Physicists Just Solved a 35-Year-Old Mystery Hidden Inside Atomic Cores

Here’s a mysterious truth that scientists have known since 1983: Protons and neutrons act differently when they’re inside an atom, versus floating freely through space. Specifically, the subatomic particles that make up those protons and neutrons, Iphone Cases, slow down massively once they’re confined to a nucleus in an atom.

Physicists really didn’t like this, because neutrons are neutrons whether they’re inside an atom or not. And protons are protons. Both protons and neutrons (which together make up the class of particles called “nucleons”) are made up of three smaller particles, called quarks, bound together by the strong force.

“When you put quarks into a nucleus and LG Cases, they start to move slower, and that is very weird,” said study co-author Or Hen, a physicist at the Massachusetts Institute of Technology. That’s strange because the powerful interactions between quarks mainly determine their speed, whereas forces that bind the nucleus (and also act on quarks inside the nucleus) are supposed to be very weak, Hen added.

And there’s no other known force that should be modifying the behavior of quarks in a nucleus so intensely. Yet, the effect remains: Particle physicists call it the EMC effect, named for the European Muon Collaboration, the group that discovered it. And until recently, scientists weren’t sure what caused it. [The Biggest Unsolved Mysteries in Physics]
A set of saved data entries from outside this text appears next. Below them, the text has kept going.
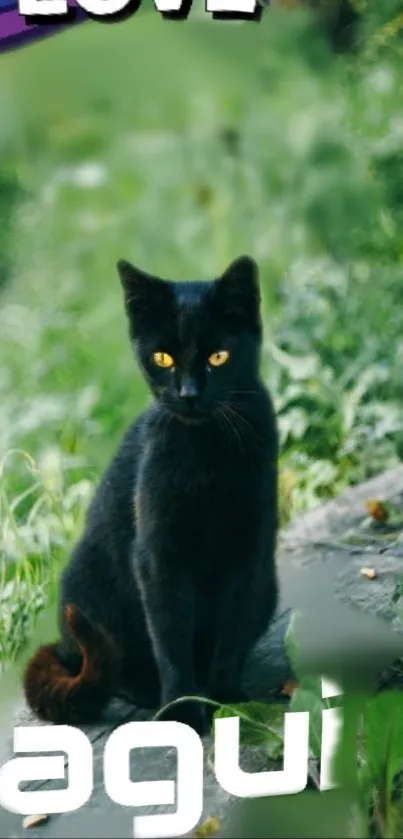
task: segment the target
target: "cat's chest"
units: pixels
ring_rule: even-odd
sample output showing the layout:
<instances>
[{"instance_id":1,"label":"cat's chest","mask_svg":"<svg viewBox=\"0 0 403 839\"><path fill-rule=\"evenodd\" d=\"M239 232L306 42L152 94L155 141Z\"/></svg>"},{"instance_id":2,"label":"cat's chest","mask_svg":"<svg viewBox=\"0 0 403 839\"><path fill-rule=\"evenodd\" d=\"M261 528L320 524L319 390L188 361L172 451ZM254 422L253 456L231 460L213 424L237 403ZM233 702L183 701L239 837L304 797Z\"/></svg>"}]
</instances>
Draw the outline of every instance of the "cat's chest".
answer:
<instances>
[{"instance_id":1,"label":"cat's chest","mask_svg":"<svg viewBox=\"0 0 403 839\"><path fill-rule=\"evenodd\" d=\"M220 438L189 437L148 443L139 464L137 492L161 515L173 508L205 515L229 500L232 509L241 508L262 485L265 453L231 446Z\"/></svg>"},{"instance_id":2,"label":"cat's chest","mask_svg":"<svg viewBox=\"0 0 403 839\"><path fill-rule=\"evenodd\" d=\"M171 493L199 493L227 485L245 468L240 453L214 443L151 444L140 464L139 478L146 487L169 487Z\"/></svg>"},{"instance_id":3,"label":"cat's chest","mask_svg":"<svg viewBox=\"0 0 403 839\"><path fill-rule=\"evenodd\" d=\"M136 533L155 556L203 574L231 558L235 565L253 551L267 518L274 487L274 461L265 449L217 445L206 438L152 439L137 472ZM272 462L273 461L273 462ZM206 565L207 562L207 565ZM210 573L210 572L209 572Z\"/></svg>"}]
</instances>

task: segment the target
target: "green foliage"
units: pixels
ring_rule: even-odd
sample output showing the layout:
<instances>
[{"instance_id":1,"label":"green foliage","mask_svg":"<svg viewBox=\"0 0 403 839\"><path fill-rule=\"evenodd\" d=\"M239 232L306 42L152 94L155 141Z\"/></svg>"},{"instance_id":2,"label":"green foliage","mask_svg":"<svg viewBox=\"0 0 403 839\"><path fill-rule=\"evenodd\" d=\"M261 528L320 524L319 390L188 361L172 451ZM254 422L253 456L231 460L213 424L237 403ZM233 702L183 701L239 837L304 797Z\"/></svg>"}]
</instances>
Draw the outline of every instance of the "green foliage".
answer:
<instances>
[{"instance_id":1,"label":"green foliage","mask_svg":"<svg viewBox=\"0 0 403 839\"><path fill-rule=\"evenodd\" d=\"M284 729L284 713L308 711L310 729L315 732L315 748L312 748L311 740L311 755L320 760L321 732L318 725L319 708L316 706L318 684L315 685L315 679L311 677L304 677L303 681L305 687L298 701L291 702L288 707L251 702L232 709L226 707L217 711L215 717L240 716L241 745L266 748L268 756L281 764L282 750L278 734L281 735ZM346 692L341 713L343 729L335 754L334 777L337 783L340 784L340 780L342 782L339 804L343 810L347 810L348 832L338 835L357 839L399 839L403 835L401 694L391 691L369 697L366 694ZM334 796L335 792L331 795ZM326 796L326 793L321 792L319 797L322 796ZM300 801L300 796L297 796L297 808ZM312 799L309 814L306 813L306 835L315 812L315 801ZM271 808L268 808L266 815L262 814L260 832L252 832L251 835L265 835L264 826L270 819L270 813ZM333 832L328 833L328 829L329 825L320 835L335 835Z\"/></svg>"},{"instance_id":2,"label":"green foliage","mask_svg":"<svg viewBox=\"0 0 403 839\"><path fill-rule=\"evenodd\" d=\"M285 712L309 713L309 752L320 760L322 742L322 712L331 707L328 699L322 699L321 680L304 676L294 691L289 705L275 705L261 702L246 702L241 705L224 705L214 719L240 717L240 743L243 746L263 746L268 757L279 760L283 755Z\"/></svg>"},{"instance_id":3,"label":"green foliage","mask_svg":"<svg viewBox=\"0 0 403 839\"><path fill-rule=\"evenodd\" d=\"M0 462L0 665L21 655L78 535L92 486L85 479L66 485L69 465L59 449L39 464L19 450ZM15 474L25 484L18 494L10 491Z\"/></svg>"},{"instance_id":4,"label":"green foliage","mask_svg":"<svg viewBox=\"0 0 403 839\"><path fill-rule=\"evenodd\" d=\"M322 743L322 712L329 707L322 699L322 685L318 677L305 676L301 679L291 697L290 711L309 712L309 748L317 760L320 760Z\"/></svg>"},{"instance_id":5,"label":"green foliage","mask_svg":"<svg viewBox=\"0 0 403 839\"><path fill-rule=\"evenodd\" d=\"M347 691L322 698L321 679L298 668L295 635L298 616L290 622L287 651L299 684L288 705L249 702L223 706L215 719L240 717L240 745L260 746L269 758L282 761L284 714L309 713L309 754L321 762L322 714L340 707L343 726L333 758L335 782L343 784L350 809L350 832L360 839L399 839L403 835L403 718L401 693L368 696Z\"/></svg>"},{"instance_id":6,"label":"green foliage","mask_svg":"<svg viewBox=\"0 0 403 839\"><path fill-rule=\"evenodd\" d=\"M367 805L373 806L381 836L399 835L395 831L402 801L401 795L394 793L396 778L403 770L403 718L398 691L381 693L368 702L362 734L360 784L368 795Z\"/></svg>"},{"instance_id":7,"label":"green foliage","mask_svg":"<svg viewBox=\"0 0 403 839\"><path fill-rule=\"evenodd\" d=\"M240 718L240 745L263 746L267 756L279 760L283 756L284 706L263 702L222 705L214 719Z\"/></svg>"}]
</instances>

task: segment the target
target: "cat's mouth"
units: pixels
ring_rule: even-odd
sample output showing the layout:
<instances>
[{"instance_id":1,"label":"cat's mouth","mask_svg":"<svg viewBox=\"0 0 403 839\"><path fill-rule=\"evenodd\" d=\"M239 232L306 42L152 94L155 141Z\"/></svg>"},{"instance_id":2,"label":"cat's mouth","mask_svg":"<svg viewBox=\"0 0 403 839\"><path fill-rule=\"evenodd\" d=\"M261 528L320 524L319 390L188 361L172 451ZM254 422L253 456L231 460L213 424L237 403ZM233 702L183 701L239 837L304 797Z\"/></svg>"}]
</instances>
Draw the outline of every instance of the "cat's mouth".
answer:
<instances>
[{"instance_id":1,"label":"cat's mouth","mask_svg":"<svg viewBox=\"0 0 403 839\"><path fill-rule=\"evenodd\" d=\"M183 422L184 425L203 425L206 422L207 416L197 416L195 414L178 414L176 411L171 411L175 419Z\"/></svg>"},{"instance_id":2,"label":"cat's mouth","mask_svg":"<svg viewBox=\"0 0 403 839\"><path fill-rule=\"evenodd\" d=\"M164 399L169 412L185 425L201 425L208 419L206 409L197 400Z\"/></svg>"},{"instance_id":3,"label":"cat's mouth","mask_svg":"<svg viewBox=\"0 0 403 839\"><path fill-rule=\"evenodd\" d=\"M175 417L186 425L201 425L207 419L206 411L199 405L187 405L180 402L172 405L171 412Z\"/></svg>"}]
</instances>

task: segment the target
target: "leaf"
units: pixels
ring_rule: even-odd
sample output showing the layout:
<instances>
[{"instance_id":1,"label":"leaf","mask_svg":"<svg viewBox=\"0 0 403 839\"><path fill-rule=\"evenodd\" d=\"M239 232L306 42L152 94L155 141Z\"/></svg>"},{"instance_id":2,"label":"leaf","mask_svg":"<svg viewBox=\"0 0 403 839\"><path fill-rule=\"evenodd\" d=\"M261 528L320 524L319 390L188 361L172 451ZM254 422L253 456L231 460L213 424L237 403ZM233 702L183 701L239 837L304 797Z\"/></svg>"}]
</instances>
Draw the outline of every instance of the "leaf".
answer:
<instances>
[{"instance_id":1,"label":"leaf","mask_svg":"<svg viewBox=\"0 0 403 839\"><path fill-rule=\"evenodd\" d=\"M283 754L284 705L264 702L243 702L222 705L214 719L240 717L240 745L263 746L270 758L279 760Z\"/></svg>"},{"instance_id":2,"label":"leaf","mask_svg":"<svg viewBox=\"0 0 403 839\"><path fill-rule=\"evenodd\" d=\"M390 796L403 768L402 694L384 691L370 699L363 713L365 756L373 781Z\"/></svg>"},{"instance_id":3,"label":"leaf","mask_svg":"<svg viewBox=\"0 0 403 839\"><path fill-rule=\"evenodd\" d=\"M396 582L396 585L395 585L395 588L394 588L394 591L393 591L393 594L392 594L392 597L391 597L391 602L393 603L393 605L396 605L396 603L398 603L399 600L401 600L402 597L403 597L403 577L400 577Z\"/></svg>"},{"instance_id":4,"label":"leaf","mask_svg":"<svg viewBox=\"0 0 403 839\"><path fill-rule=\"evenodd\" d=\"M48 818L49 816L46 816L44 813L38 816L25 816L22 826L24 830L29 830L30 827L39 827L40 824L45 824Z\"/></svg>"},{"instance_id":5,"label":"leaf","mask_svg":"<svg viewBox=\"0 0 403 839\"><path fill-rule=\"evenodd\" d=\"M207 816L206 820L200 827L197 827L193 836L201 839L203 836L214 836L220 829L220 820L216 816Z\"/></svg>"},{"instance_id":6,"label":"leaf","mask_svg":"<svg viewBox=\"0 0 403 839\"><path fill-rule=\"evenodd\" d=\"M270 346L271 354L274 360L277 364L287 370L291 379L294 381L304 381L315 377L319 367L319 359L317 355L313 353L305 356L291 355L291 353L280 349L280 347L273 342Z\"/></svg>"},{"instance_id":7,"label":"leaf","mask_svg":"<svg viewBox=\"0 0 403 839\"><path fill-rule=\"evenodd\" d=\"M270 760L282 760L284 755L284 740L283 737L270 734L265 742L265 749Z\"/></svg>"},{"instance_id":8,"label":"leaf","mask_svg":"<svg viewBox=\"0 0 403 839\"><path fill-rule=\"evenodd\" d=\"M278 418L281 438L286 443L289 437L302 440L309 426L309 417L302 408L291 408Z\"/></svg>"},{"instance_id":9,"label":"leaf","mask_svg":"<svg viewBox=\"0 0 403 839\"><path fill-rule=\"evenodd\" d=\"M300 680L299 687L302 690L308 691L308 693L313 693L325 706L325 702L322 700L322 679L320 676L303 676Z\"/></svg>"},{"instance_id":10,"label":"leaf","mask_svg":"<svg viewBox=\"0 0 403 839\"><path fill-rule=\"evenodd\" d=\"M320 678L307 677L291 697L288 708L289 711L309 712L309 748L318 760L322 746L322 711L327 707L321 694Z\"/></svg>"},{"instance_id":11,"label":"leaf","mask_svg":"<svg viewBox=\"0 0 403 839\"><path fill-rule=\"evenodd\" d=\"M384 507L388 515L388 525L390 527L400 527L403 524L403 512L400 507L393 504L392 501L385 501Z\"/></svg>"},{"instance_id":12,"label":"leaf","mask_svg":"<svg viewBox=\"0 0 403 839\"><path fill-rule=\"evenodd\" d=\"M376 571L374 568L360 568L360 574L363 577L367 577L368 580L375 580L376 578Z\"/></svg>"}]
</instances>

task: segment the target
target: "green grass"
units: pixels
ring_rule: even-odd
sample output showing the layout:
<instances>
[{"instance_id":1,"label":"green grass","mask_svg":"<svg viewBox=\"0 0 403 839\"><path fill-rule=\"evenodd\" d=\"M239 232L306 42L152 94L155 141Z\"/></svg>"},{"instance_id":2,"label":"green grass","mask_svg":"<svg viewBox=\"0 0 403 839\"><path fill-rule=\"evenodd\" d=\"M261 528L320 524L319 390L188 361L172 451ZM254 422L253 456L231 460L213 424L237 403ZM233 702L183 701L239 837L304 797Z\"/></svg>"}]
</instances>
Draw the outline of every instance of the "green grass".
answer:
<instances>
[{"instance_id":1,"label":"green grass","mask_svg":"<svg viewBox=\"0 0 403 839\"><path fill-rule=\"evenodd\" d=\"M3 662L147 403L119 258L177 278L258 260L283 523L399 460L402 56L367 43L335 58L302 13L147 7L1 57Z\"/></svg>"}]
</instances>

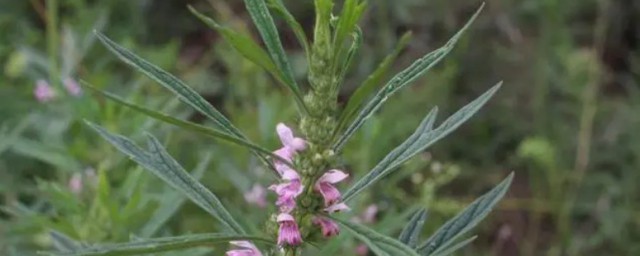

Two particles in a nucleus are typically pulled together by a force of around 8 million electron volts (8 MeV), a measure of energy in particles. Quarks in a proton or neutron are bound together by about 1,000 MeV. So it doesn’t make sense that the comparatively mild interactions of the nucleus are dramatically impacting the powerful interactions inside quarks, Hen told Live Science.

“What is eight next to 1,000?” he said.

But the EMC effect doesn’t look like a mild nudge from an outside force. Though it varies from one sort of nucleus to the next, “It’s not like half a percent. The effect pops out of the data once you are creative enough to design an experiment to look for it,” Hen said.